Sunday, January 04, 2015

Arkansas poet Miller Williams, 1930 - 2015, taught at LSU and McNeese as well as the U of A

Miller Williams, 1930 - 2015

The late poet Miller Williams (1930 - 2015), studied at Hendrix, said the Arkansas Times. He taught at LSU and McNeese State for a number of years. Williams began teaching at Arkansas in 1970. He co-founded the University of Arkansas Press, which he directed for two decades.

Folk singer Lucinda Williams is his daughter.

He read his poem, "Of History and Hope," at Bill Clinton's second inauguration.

At Centenary College, he was 1993 recipient of the John William Corrington Award.

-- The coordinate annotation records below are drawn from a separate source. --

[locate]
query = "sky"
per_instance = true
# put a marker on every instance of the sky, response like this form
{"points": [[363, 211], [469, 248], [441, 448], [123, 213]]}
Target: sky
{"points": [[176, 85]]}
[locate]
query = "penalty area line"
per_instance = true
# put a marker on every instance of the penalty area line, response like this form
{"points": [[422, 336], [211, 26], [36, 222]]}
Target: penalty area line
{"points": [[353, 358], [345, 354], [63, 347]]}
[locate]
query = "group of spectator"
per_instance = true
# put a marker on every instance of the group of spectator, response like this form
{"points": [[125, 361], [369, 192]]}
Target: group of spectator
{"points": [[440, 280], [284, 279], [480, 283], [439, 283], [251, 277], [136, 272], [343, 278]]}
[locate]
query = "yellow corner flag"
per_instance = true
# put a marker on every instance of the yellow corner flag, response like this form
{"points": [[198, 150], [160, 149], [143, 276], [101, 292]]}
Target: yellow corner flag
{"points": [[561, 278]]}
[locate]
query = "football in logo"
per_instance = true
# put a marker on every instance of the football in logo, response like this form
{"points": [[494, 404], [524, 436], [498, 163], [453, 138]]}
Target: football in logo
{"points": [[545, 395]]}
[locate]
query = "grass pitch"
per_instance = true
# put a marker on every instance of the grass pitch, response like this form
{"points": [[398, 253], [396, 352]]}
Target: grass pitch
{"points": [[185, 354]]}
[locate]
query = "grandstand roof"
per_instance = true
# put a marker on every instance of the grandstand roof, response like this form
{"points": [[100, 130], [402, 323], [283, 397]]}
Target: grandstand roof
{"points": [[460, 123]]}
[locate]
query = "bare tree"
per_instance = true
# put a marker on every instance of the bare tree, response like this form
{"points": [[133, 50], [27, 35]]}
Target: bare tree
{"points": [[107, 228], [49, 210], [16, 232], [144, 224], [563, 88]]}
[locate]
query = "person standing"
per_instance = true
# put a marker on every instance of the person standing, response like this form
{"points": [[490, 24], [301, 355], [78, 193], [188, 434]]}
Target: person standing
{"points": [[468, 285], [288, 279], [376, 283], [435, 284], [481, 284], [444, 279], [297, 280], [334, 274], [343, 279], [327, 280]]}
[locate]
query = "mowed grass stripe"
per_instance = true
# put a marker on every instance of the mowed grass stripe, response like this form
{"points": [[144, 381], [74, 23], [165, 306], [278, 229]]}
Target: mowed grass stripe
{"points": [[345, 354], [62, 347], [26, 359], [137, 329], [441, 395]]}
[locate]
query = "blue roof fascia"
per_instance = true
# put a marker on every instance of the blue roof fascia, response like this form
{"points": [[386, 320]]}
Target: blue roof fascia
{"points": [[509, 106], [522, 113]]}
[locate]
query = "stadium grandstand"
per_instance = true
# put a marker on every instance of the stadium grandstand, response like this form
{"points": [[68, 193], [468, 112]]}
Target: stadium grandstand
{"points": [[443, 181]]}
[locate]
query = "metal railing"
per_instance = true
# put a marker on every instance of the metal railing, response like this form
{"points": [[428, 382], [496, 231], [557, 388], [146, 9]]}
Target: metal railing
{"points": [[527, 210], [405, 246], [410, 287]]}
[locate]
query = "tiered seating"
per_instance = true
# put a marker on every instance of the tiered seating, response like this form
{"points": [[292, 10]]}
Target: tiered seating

Said Centenary teacher and poet David Havird, "When the novelist Ernest Gaines accepted Centenary's invitation to become the second recipient (after Eudora Welty) of the John William Corrington Award for Literary Excellence, he recalled that decade when he was first publishing and observed, 'Many young Southern writers unknown then are known today. And much of that can be credited to Corrington and to Miller Williams.'"

"To my ear," said Havird, "some of Williams's early poems, the more formal ones, bring John Crowe Ransom to mind - Williams wrote a critical study of Ransom - just as some of his poems from the 1980s bring Frost to mind with their conversational iambic pentameters and homespun philosophical ruminations, especially in his dramatic monologues, those poems spoken not by himself but by characters he's invented: the "serial murderer," for instance, 'who says something to the priest.'"

"But he has more humor than Frost and a more liberal spirit, influenced as he was by the progressive Methodism of his clergyman father who was active in the Civil Rights Movement," continued Havird. "An excellent formal craftsman, Williams is as capable of producing a memorable line and image as he is of philosophizing. Of a woman waiting tables in a bar: 'Her smile smeared the air when she turned her head.'"

If you go to the Arkansas Times obituary, you can read about one night in Lake Charles, 1952, when Williams bought Hank Williams a beer after a show.